Bookings of license and subscription revenue in the quarter was $86 million, $5 million above the high-end of PTC’s guidance range, and up 14% from a year ago. PTC says every 1% change in the subscription mix (as more sales move from perpetual licenses to subscriptions) impacts annual revenue by $3 million.
Service and support revenue in the second quarter was $209 million, down 8% from 2Q15.
Revenue by regions:
- North America revenue was $118 million, down 12%
- Europe revenue was $100 million, down 10%
- Asia/Pacific revenue was $53 million, down 26%.

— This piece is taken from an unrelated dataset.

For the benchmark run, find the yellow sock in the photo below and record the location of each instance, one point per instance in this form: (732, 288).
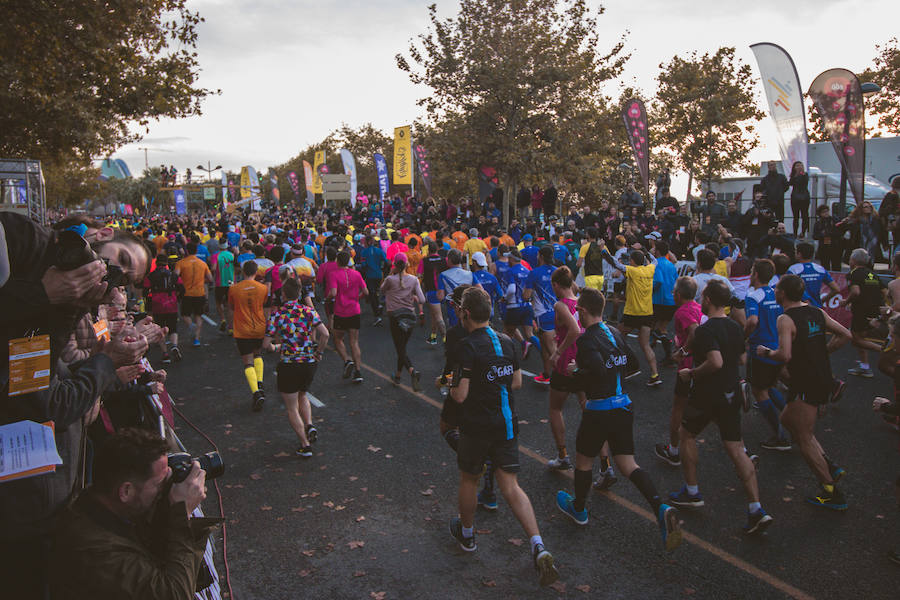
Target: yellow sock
(250, 374)
(258, 365)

PTC no longer breaks out revenue for specific product lines as CAD, PLM, or their service software and Internet of Things (IoT) lines of business. Instead, they now report revenue divided into two areas: Solutions Group and Technology Platform group. Solutions Group is all their software products before their venture into IoT; Technology Platform is IoT. For 2Q16 Solutions group revenue was $253 million, down 17% from a year ago. Technology Platform revenue was $19 million, up 103% from a year earlier.
PTC is now reporting percentages of total revenue by industry; here are the breakouts for the second quarter:
- Automotive: 13%
- Electronics & High Tech: 16%
- Federal, Aerospace & Defense: 15%
- Industrial Products: 34%
- Life Sciences: 5%
- Retail & Consumer: 8%
- Other: 9%
What do we think?
Despite the attention paid to short-term results, investors actually seem to be patient; the stock took a tiny dip when quarterly results announced, but in the next 12 hours gained 6%. Corporate customers like the ability to record software purchases as operating expenses instead of capital purchases. In that regard, PTC is seeing much less resistance to licensing than Autodesk, which serves a more retail-oriented audience. If PTC continues to steer clear of so-called activist investors, they should come through this transition to subscriptions a much stronger company.